Cet ouvrage collectif rassemble dix-huit auteurs qui, pour la plupart, font partie du réseau d'experts de l'Institut de l'euro que préside Frans Andriessen. L'ancien vice-président de la Commission européenne explique, dans sa préface, que les sujets traités "illustrent l'importance des enjeux, pour l'Europe, mais aussi pour le reste de la planète, de l'avènement d'une monnaie internationale ayant vocation à devenir rapidement la deuxième monnaie du monde". Et d'affirmer: "Rien ne sera plus désormais tout à fait comme avant"... C'est vrai, tout ce livre en témoigne. A commencer par Jean-Victor Louis qui ouvre son avant-propos en rappelant que le Comité Delors avait, en 1989, qualifié l'union économique et monétaire à venir "d'aboutissement du processus d'intégration économique progressive en Europe". Ce que confirme le Pr. Louis (Université libre de Bruxelles et Institut universitaire européen de Florence) onze ans plus tard: "quel progrès supplémentaire peut-on imaginer par rapport à la monnaie unique ? Le stade de l'intégration pas à pas est dépassé. La situation comporte un changement qualitatif". Toutefois, poursuit-il, une monnaie unique n'est pas une fin en soi, mais bien "un instrument au service du citoyen et des pouvoirs publics dont il convient de faire le meilleur usage". C'est à tracer des pistes en ce sens que s'emploient tous les auteurs.

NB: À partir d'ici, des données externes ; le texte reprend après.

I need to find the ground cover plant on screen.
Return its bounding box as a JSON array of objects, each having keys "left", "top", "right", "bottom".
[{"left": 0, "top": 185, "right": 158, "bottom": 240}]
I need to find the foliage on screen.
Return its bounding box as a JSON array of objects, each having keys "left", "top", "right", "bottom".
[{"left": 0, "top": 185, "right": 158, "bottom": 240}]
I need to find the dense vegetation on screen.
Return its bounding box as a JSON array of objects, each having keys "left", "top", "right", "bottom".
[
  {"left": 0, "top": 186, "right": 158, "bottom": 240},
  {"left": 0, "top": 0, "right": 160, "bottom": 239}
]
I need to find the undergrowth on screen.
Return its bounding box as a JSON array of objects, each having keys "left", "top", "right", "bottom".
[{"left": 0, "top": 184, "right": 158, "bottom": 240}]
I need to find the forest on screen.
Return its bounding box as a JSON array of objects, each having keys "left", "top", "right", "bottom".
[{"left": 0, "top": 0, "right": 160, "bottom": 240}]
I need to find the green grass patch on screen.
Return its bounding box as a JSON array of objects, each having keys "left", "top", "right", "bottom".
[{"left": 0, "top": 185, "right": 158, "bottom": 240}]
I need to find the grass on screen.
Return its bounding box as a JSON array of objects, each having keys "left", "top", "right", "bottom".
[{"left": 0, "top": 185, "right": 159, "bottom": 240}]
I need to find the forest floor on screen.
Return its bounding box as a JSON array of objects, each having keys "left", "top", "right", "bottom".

Deuxième coordinateur de l'ouvrage, l'avocat Hajo Bronkhorst signe une introduction générale dans laquelle il donne un aperçu détaillé du fonctionnement de l'Union monétaire et du rôle de l'euro, ce qui l'amène notamment à rappeler combien le Traité de Maastricht se caractérise par une asymétrie entre les pouvoirs transférés à la Communauté sur le plan de la politique monétaire et les compétences réduites des institutions communautaires en matière de politique économique. "L'émergence -inévitable et indispensable- d'un groupe informel en charge du renforcement de la coordination entre Etats participants à la monnaie unique -l'Euro 11- ne fait que souligner la faiblesse du mécanisme", commente le Pr. Louis avant d'affirmer que les carences dénoncées sur ce plan par le Parlement européen (résolution du 11 février 1999) devraient figurer à l'ordre du jour de la CIG "si l'on est convaincu de la nécessité de disposer des instruments pour renforcer la coordination des politiques budgétaires des Etats membres, la coordination de ces politiques avec d'autres politiques macro-économiques et de celles-ci avec la politique monétaire".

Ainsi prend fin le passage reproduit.